Further to the comments about the respective values of the Sinfield and Stewart homes, there is one scenario that is worth considering. It plays into the idea that both Helen and Ian were upscaling, not in terms of monetary value but in terms of sheer scale and style.
Both houses were sold at a slightly lower price than they were originally advertised (Helen's Lime House eventually changing hands for a little over £1,600,000), and this may have been because each was slightly "dated" in its way. Helen's was clearly the superior property, being in a highly desirable area of London, but it was modern without being "Grand Designs" contemporary, in an area where period properties are at a premium. Knowing the Royston area's housing stock, I would say the Stewart family home would be considered a rather nice house to raise a family in (and it's a in a lovely spot with a view towards a church tower), but barn conversions date very quickly, and the kitchen and brick chimney breast etc look tired. On a side note, I find it touching that the cushions are positioned in a similar way in each house, as though the same person (presumably Helen) had tarted things up for the estate agent's photographs.

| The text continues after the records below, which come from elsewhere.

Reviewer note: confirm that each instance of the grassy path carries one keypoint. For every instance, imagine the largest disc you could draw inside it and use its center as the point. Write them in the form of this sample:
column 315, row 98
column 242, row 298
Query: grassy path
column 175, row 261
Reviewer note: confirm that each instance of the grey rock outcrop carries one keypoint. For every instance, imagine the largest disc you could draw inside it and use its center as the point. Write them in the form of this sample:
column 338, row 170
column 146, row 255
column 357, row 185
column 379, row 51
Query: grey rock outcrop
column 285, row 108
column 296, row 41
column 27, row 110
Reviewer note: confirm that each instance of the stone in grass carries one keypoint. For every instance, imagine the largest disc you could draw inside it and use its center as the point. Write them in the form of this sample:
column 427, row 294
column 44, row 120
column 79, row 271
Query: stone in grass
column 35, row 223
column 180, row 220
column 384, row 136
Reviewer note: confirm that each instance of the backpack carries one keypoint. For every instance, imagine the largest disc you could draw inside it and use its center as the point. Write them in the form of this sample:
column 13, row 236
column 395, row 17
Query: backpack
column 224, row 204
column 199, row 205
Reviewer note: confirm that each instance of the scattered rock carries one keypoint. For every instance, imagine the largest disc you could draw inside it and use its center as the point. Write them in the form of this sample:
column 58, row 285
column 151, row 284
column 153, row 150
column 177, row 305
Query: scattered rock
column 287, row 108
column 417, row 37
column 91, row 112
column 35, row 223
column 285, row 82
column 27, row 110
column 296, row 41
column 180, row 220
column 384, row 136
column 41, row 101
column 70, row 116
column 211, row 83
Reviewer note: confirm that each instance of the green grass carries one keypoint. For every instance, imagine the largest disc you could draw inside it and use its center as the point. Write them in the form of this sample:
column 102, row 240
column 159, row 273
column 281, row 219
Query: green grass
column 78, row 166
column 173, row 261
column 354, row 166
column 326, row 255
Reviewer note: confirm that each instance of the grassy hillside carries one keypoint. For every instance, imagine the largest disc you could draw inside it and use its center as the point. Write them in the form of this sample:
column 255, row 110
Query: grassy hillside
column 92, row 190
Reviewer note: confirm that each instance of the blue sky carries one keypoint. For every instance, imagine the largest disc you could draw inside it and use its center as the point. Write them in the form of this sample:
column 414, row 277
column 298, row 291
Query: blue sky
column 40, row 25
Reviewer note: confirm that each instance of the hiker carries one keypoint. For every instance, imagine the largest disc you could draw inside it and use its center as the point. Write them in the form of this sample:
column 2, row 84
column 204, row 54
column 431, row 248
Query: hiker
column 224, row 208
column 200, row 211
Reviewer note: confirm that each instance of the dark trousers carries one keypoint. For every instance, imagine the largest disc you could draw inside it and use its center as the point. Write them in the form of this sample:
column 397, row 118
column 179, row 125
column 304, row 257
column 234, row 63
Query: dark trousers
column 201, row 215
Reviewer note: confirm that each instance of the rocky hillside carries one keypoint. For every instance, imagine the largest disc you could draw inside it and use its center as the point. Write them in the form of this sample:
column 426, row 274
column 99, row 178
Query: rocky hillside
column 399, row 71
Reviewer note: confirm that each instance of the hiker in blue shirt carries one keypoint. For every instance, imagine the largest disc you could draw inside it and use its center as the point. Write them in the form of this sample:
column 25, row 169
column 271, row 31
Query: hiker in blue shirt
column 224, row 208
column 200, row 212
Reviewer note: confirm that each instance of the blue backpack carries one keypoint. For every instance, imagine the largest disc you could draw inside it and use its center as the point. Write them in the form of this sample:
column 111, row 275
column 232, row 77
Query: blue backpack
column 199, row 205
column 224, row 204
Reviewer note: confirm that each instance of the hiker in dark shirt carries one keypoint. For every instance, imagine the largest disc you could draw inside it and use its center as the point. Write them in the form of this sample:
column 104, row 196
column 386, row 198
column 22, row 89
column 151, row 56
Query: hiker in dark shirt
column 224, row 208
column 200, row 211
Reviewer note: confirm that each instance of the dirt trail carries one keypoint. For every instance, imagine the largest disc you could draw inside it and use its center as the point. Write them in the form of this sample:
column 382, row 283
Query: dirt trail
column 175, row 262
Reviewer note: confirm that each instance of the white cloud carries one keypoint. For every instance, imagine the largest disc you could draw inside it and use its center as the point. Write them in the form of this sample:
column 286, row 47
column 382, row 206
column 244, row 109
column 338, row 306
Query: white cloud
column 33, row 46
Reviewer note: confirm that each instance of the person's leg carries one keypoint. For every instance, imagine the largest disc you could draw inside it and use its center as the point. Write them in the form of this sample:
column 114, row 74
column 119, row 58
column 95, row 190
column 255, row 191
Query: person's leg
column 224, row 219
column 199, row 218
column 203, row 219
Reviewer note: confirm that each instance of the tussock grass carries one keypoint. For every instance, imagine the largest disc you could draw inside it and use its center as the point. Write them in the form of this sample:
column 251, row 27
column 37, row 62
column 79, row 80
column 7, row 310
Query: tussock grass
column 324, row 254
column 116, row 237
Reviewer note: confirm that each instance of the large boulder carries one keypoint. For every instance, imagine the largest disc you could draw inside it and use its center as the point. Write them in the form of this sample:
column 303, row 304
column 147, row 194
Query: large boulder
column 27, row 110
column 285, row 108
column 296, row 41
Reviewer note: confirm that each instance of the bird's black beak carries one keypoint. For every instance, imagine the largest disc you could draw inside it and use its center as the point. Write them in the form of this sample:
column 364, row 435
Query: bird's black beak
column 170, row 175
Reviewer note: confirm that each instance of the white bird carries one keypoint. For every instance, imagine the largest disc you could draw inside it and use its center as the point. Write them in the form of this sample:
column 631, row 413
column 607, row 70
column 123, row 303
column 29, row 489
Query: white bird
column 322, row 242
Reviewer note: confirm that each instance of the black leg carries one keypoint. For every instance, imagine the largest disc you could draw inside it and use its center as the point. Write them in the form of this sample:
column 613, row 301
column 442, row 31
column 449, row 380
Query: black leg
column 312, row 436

If the couple did buy Hartwell Lodge together, as both of them - in fairness - seem to suggest, it is likely that they split the cost more or less down the middle - it seems to have cost them £1,100,000. IS may well have had no mortgage on the barn conversion, if he did have life insurance on his wife, and thus been able to put up to half a million in the "pot". If Helen paid roughly the other half, she would have had perhaps a million pounds change from the Highgate house, whereas IS would have had no capital remaining. So even if they jointly owned the house, she benefited from the sale of her original home in a way that he did not.
I'm mentioning this because of her concern that IS would be "financially vulnerable" if she died, and the financial provisions she made for him. It does seem that joint ownership of the house would make things feel equal at the point of moving in, but acutely divisive in the long term - basically, Helen could afford to live there and IS could not, if she was not there to support him.
Royston is quite an interesting town, property wise - it has some lovely housing stock, and is very well connected to London, but is SO much cheaper than nearby Cambridge, and even Saffron Walden, a similar market town a few miles away. In material terms, Helen was making quite a shrewd move by relocating there. Like a lot of newcomers from London, she suddenly had a stunning house and the security of a large sum of money in the bank that wasn't there before. ( I imagine that she might also have had some life insurance, not connected to a mortgage, on JS, simply because he died accidentally whilst they were on holiday) .
It is heartbreaking that this carefully planned new life didn't work out for her, and that she had no inkling of the horrors to unfold.